On Sun, 17 Jun 2007 14:20:48 -0400, Ian Graham <ian.graham@utoronto.ca> 
wrote:

>Do any mailing lists have written charters to restrict types of reuse 
>for contributed content?  I have never seen anything like that, 

Yes.  Notably, Yahoo! Groups has a TOS prohibiting external archives.
While the primary reason is probably to force viewing of their ads,
a secondary one is protection of the email addresses of contributors.
This recently came up with the [HATT] list (Help Authoring Tools and 
Techniques), and resulted in the banning of the members (a commercial
entity) who created the archive.

>nor have 
>I seen sig lines referencing individual contributor's copyright 
>policies. 

I've seen those too, and they always struck me as a bit inappropriate
for posts to a public list.  But maybe not...
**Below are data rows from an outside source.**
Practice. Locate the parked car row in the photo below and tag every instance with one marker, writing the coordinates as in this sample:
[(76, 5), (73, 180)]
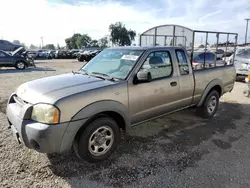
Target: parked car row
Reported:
[(18, 59), (87, 55)]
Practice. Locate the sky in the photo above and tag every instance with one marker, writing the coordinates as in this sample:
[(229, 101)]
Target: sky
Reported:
[(55, 20)]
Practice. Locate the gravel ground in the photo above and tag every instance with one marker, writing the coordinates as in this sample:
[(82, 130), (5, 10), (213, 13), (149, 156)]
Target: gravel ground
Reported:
[(179, 150)]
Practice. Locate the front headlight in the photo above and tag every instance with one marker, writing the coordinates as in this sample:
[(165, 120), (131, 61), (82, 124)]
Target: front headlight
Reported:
[(45, 113)]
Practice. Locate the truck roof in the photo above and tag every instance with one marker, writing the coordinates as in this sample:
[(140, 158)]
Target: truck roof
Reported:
[(146, 47)]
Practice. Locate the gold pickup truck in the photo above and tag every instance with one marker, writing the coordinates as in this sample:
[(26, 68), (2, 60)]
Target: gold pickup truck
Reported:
[(119, 88)]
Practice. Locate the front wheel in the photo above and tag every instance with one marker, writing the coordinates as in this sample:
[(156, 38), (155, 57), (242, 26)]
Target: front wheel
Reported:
[(209, 106), (98, 141), (20, 65)]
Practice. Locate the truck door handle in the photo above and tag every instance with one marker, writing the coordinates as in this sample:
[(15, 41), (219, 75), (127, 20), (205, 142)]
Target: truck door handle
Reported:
[(173, 84)]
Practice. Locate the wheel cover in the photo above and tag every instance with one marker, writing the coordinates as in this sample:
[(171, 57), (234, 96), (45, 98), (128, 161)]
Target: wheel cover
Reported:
[(101, 140), (211, 105), (20, 65)]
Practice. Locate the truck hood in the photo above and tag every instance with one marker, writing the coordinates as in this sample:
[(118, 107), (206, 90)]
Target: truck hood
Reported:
[(51, 89)]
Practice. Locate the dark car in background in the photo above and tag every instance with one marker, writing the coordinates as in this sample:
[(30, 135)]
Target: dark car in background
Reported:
[(8, 46), (15, 59)]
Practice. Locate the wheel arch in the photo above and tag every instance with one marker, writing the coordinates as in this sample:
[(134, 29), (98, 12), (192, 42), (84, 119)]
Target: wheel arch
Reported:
[(213, 85), (88, 114)]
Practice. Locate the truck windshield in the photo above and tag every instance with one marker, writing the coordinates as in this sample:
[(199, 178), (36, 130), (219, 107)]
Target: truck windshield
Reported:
[(115, 63)]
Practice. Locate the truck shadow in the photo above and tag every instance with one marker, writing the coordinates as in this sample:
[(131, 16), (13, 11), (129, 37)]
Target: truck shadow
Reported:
[(30, 69), (167, 142)]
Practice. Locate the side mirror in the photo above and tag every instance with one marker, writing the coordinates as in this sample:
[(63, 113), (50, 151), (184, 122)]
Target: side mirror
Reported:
[(143, 76)]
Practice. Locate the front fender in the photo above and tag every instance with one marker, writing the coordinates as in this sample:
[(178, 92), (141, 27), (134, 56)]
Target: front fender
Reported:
[(208, 89), (81, 118)]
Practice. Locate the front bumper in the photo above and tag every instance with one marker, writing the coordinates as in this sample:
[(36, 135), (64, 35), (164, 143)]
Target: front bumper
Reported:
[(41, 137)]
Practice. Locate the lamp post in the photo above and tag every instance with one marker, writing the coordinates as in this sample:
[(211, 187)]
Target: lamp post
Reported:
[(247, 19), (42, 41)]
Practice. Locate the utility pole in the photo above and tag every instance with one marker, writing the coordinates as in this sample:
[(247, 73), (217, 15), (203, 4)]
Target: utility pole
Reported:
[(42, 41), (247, 19)]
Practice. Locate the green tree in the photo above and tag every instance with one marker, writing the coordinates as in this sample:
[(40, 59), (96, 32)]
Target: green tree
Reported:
[(120, 35), (103, 42), (83, 41), (32, 46), (49, 47), (17, 42)]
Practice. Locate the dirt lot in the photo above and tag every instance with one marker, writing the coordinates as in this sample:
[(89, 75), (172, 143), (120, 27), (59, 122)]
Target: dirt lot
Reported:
[(179, 150)]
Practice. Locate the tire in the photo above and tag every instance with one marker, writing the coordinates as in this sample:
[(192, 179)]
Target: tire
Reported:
[(246, 93), (91, 144), (210, 105), (20, 65)]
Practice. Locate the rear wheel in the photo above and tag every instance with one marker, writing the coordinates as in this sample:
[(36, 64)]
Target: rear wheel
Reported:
[(210, 105), (20, 65), (98, 141)]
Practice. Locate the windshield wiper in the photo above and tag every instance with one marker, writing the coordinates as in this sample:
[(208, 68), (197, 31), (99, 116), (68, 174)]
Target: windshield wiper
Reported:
[(103, 76), (80, 72)]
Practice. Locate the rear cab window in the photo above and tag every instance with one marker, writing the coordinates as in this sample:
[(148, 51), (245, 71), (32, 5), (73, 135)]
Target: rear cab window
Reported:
[(182, 62), (159, 64)]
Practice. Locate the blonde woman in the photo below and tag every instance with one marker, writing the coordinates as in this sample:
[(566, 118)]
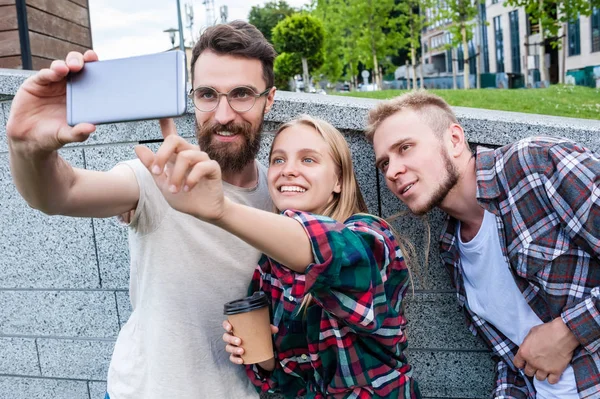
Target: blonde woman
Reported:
[(335, 275)]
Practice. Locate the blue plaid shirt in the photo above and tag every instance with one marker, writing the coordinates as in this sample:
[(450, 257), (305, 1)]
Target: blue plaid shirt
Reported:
[(545, 194)]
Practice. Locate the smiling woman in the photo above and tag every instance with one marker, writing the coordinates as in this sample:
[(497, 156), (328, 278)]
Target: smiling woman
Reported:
[(336, 298)]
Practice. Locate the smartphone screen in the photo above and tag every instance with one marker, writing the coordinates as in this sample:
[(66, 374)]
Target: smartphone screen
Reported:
[(128, 89)]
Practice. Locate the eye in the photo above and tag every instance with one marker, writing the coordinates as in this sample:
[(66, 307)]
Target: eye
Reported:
[(405, 148), (205, 94), (241, 93), (384, 165)]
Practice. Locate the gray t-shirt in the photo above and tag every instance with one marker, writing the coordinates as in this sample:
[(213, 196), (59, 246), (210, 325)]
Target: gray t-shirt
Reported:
[(182, 272)]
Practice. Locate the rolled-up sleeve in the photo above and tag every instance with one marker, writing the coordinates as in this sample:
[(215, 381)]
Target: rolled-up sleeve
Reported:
[(354, 265)]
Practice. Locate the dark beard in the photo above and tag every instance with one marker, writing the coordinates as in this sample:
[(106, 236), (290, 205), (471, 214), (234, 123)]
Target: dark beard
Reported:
[(444, 188), (232, 157)]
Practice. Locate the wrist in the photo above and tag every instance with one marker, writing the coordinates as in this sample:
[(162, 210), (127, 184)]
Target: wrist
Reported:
[(567, 337)]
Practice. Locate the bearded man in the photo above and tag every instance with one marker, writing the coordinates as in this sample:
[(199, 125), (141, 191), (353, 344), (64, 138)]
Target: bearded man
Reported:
[(182, 270), (521, 242)]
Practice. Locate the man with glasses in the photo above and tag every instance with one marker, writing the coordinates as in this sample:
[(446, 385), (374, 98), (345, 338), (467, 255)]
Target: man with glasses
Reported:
[(182, 270)]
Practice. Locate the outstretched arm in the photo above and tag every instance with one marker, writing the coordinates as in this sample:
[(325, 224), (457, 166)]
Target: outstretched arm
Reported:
[(37, 128), (191, 182)]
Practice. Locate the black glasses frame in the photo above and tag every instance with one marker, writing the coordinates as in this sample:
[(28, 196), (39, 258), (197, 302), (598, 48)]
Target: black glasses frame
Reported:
[(219, 94)]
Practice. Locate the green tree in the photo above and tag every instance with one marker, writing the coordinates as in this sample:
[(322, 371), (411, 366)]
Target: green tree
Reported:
[(287, 65), (550, 16), (412, 23), (266, 17), (300, 34), (462, 14)]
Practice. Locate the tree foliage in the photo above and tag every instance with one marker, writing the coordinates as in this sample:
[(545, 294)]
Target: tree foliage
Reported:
[(265, 18), (300, 34)]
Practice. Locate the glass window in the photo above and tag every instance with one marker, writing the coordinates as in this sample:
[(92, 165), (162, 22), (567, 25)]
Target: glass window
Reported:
[(574, 38), (499, 45), (595, 29), (515, 48), (486, 54)]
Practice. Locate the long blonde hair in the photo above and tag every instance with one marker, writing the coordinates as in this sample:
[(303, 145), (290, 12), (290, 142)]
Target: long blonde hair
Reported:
[(350, 200)]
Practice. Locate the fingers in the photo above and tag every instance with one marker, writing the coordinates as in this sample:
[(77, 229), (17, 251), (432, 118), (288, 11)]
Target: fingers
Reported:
[(188, 170), (90, 56), (518, 361), (529, 370), (75, 134), (167, 127), (172, 145), (74, 61), (145, 155), (208, 169)]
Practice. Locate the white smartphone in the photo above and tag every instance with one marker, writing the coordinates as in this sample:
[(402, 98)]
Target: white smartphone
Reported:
[(128, 89)]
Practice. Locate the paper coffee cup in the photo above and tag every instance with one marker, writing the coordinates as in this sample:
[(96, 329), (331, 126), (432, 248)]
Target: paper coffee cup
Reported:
[(252, 324)]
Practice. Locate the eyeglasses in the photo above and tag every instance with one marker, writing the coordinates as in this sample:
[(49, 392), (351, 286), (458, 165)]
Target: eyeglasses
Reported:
[(240, 99)]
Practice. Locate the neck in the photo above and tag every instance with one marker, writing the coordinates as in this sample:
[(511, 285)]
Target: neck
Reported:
[(246, 178), (461, 202)]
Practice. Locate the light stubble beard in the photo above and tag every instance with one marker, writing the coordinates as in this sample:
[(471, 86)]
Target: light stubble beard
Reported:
[(447, 184)]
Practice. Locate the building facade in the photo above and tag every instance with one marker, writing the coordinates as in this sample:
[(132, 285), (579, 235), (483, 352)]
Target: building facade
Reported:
[(35, 32), (508, 43)]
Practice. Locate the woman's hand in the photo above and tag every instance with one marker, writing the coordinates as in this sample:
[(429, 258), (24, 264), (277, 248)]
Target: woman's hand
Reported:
[(236, 350), (188, 179)]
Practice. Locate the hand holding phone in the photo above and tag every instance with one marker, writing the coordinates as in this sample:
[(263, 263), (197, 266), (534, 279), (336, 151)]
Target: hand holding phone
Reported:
[(128, 89)]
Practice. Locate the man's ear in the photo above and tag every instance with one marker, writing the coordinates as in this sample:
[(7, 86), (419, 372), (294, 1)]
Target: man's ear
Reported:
[(270, 99), (457, 140)]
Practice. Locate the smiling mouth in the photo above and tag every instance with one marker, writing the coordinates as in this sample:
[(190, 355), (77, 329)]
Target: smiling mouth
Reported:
[(407, 188), (291, 189)]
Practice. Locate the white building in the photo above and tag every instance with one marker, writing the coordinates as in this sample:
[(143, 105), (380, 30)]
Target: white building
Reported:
[(511, 44)]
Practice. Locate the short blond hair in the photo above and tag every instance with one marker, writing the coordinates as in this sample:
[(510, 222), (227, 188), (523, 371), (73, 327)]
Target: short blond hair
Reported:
[(434, 110)]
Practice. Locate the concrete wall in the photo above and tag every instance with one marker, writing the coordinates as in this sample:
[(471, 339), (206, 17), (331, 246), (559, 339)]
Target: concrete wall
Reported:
[(64, 281)]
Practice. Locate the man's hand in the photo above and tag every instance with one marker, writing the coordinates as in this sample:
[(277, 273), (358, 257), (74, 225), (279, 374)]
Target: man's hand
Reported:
[(38, 118), (547, 351), (188, 179)]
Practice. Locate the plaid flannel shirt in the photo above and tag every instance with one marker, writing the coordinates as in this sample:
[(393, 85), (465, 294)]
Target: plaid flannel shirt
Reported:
[(349, 342), (545, 195)]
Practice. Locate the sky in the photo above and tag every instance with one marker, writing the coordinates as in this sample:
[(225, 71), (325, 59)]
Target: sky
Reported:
[(124, 28)]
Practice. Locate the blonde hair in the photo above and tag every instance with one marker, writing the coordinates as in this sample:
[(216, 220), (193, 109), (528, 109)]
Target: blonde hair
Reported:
[(350, 200), (431, 108)]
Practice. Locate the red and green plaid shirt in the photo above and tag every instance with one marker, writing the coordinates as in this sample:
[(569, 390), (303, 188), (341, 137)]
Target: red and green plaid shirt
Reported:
[(349, 342), (545, 194)]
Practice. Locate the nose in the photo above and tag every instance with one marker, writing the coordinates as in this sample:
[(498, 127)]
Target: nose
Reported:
[(224, 113), (289, 170), (395, 168)]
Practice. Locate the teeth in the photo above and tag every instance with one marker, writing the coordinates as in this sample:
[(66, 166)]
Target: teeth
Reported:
[(297, 189)]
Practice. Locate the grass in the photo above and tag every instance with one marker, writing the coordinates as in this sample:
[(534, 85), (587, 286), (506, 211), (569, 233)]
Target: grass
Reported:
[(557, 100)]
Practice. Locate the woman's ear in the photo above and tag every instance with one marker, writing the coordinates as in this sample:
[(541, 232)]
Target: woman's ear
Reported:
[(338, 187)]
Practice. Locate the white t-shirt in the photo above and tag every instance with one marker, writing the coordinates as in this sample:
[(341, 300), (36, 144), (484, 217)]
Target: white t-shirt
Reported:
[(182, 272), (494, 296)]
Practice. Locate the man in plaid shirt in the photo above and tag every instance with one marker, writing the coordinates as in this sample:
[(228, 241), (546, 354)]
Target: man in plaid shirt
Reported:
[(521, 242)]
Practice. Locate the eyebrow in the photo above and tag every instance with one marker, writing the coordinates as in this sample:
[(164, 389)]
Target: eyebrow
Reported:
[(301, 151), (392, 147)]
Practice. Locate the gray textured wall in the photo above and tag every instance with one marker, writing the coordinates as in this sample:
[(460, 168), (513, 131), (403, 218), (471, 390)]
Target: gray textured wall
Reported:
[(64, 281)]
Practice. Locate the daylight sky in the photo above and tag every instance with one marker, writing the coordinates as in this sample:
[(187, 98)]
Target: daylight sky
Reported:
[(122, 28)]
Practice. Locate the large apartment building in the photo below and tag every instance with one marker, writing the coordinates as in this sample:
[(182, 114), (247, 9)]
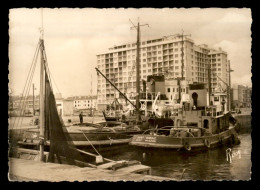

>Either of those might,  at a minimum might, make someone think 
>twice about reusing material....

I think we need to distinguish between "fair use" (noncommercial,
with credit given to the author, for critique or parody) and
expropriation (commercial use, no credit).  The instance described
by the OP in this thread is the latter, IMHO.

>I agree entirely with Len's comments, but as there is currently nothing 
>to proscribe such reuse (and indeed the general tendency to encourage 
>it), perhaps a written, gentle reminder to the contrary would help??

This discussion should at least cause those links to go away.  ;-)
I can see providing nice, searchable archives for the public good
with perhaps one link at the start page to the commercial sponsor
if any, except where that would violate list rules or the provider's
TOS.  But the sort of linking described by the OP can only alienate 
possible customers.

-- Jeremy H. Griffith, at Omni Systems Inc.